5, coconut milk must be turned off the heat after putting, if the temperature is too high, it will affect the color of the soup.
Nutritional benefits
1, Thai people believe that Tom Yin Gong soup has a very good health effect, there have been studies show that people who often drink Tom Yin Gong soup, the chance of cancer is much lower than those who do not drink.
2. Tom Yin Gong soup can inhibit the growth of tumors in the digestive tract.
3. Lemongrass can help the stomach and intestines expel excess gas.
4. Lemon leaves can relieve cough and relieve stomach pain.
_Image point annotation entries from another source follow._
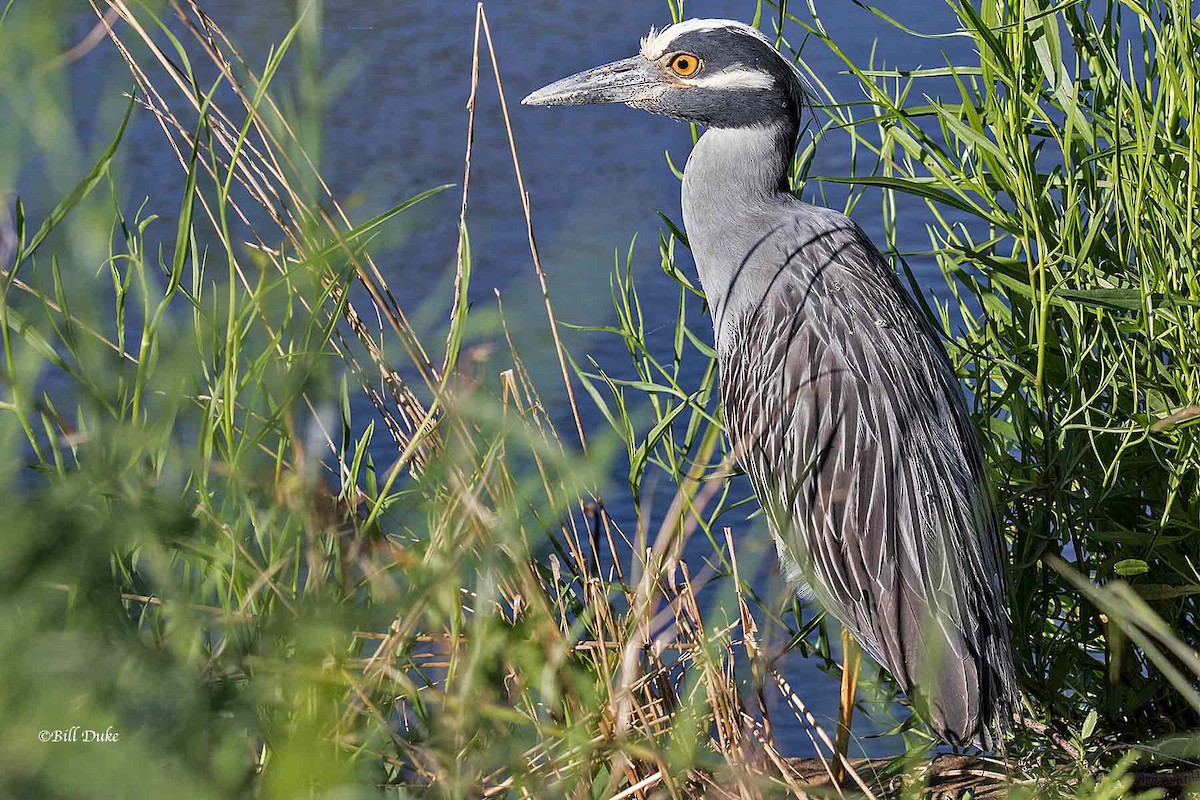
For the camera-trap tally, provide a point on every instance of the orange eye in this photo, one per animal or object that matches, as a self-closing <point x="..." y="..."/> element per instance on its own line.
<point x="685" y="65"/>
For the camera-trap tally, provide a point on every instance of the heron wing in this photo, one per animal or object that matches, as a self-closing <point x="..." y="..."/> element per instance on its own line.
<point x="846" y="414"/>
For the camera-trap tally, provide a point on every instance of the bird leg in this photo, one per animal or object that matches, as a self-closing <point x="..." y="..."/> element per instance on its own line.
<point x="851" y="661"/>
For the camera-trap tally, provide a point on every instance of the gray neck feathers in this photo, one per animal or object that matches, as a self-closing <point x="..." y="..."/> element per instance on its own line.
<point x="735" y="188"/>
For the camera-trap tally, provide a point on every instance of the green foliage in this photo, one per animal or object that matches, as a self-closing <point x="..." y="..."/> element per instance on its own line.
<point x="1061" y="174"/>
<point x="202" y="554"/>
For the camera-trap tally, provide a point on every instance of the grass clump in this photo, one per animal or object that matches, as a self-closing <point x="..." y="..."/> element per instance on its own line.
<point x="205" y="554"/>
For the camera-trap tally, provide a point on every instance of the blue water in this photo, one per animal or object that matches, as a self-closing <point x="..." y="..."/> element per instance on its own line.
<point x="395" y="125"/>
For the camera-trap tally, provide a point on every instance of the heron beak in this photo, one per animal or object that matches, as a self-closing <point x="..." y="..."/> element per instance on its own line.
<point x="619" y="82"/>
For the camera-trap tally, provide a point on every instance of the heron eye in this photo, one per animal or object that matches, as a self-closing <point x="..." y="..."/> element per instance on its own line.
<point x="685" y="65"/>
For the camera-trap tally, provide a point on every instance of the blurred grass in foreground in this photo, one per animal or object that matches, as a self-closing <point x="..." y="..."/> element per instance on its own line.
<point x="201" y="552"/>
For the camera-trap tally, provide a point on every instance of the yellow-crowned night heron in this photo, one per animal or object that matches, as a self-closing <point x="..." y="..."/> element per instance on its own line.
<point x="839" y="400"/>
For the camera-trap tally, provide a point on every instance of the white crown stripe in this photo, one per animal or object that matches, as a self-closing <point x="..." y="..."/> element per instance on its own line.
<point x="657" y="43"/>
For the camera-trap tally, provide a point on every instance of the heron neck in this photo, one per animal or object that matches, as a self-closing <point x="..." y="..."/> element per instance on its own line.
<point x="733" y="181"/>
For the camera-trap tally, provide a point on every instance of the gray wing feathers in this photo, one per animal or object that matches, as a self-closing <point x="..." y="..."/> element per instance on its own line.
<point x="846" y="414"/>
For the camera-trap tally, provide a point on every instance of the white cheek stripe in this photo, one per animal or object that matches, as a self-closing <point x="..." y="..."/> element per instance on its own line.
<point x="733" y="79"/>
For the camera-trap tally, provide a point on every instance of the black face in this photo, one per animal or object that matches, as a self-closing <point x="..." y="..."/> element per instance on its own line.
<point x="738" y="80"/>
<point x="718" y="73"/>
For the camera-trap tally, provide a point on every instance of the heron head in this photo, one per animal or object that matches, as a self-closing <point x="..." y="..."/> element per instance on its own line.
<point x="715" y="72"/>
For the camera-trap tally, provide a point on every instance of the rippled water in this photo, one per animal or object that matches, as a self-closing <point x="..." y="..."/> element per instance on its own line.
<point x="597" y="175"/>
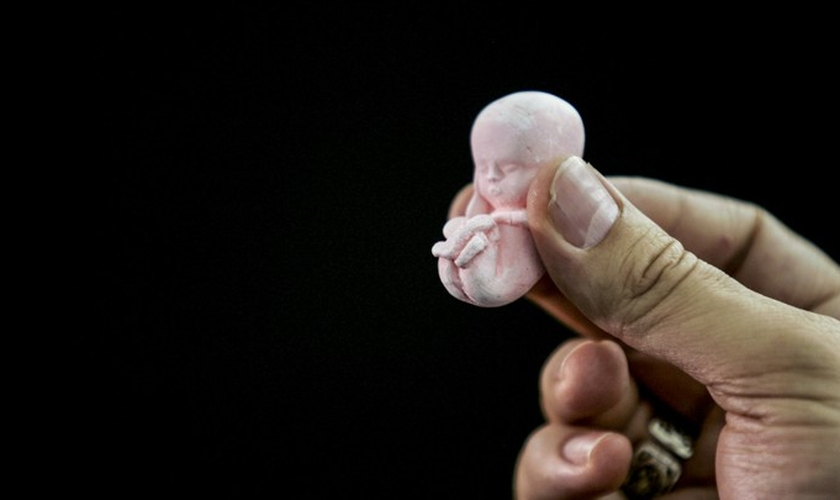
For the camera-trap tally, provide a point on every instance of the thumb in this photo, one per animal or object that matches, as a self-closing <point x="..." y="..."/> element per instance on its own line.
<point x="639" y="284"/>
5. Red pepper has a good health care effect on the respiratory system, blood circulation and heart.
6, Tom Yin Gong soup also has a moisture repellent effect.
Dishes special
1, Tom Yin Gong soup, known as Thailand's national soup, in Thailand is very common, large and small restaurants, ordinary people often drink this soup, the other day in the World Expo Thai Pavilion also saw that there are selling Tom Yin Gong soup, worthy of being a representative of Thai cuisine, sour and spicy things in China is also quite popular, the north has sour and spicy soup, south has sour and spicy powder, but the sour and spicy of Chinese soup is with pepper or pepper and vinegar out, and the sour and spicy taste in Thai soup, but with chili pepper and lemon juice and many spices mixed out. This also has a lot of room for the soup to be full of flavor, but the delicate taste is a hundred flavors around the tongue.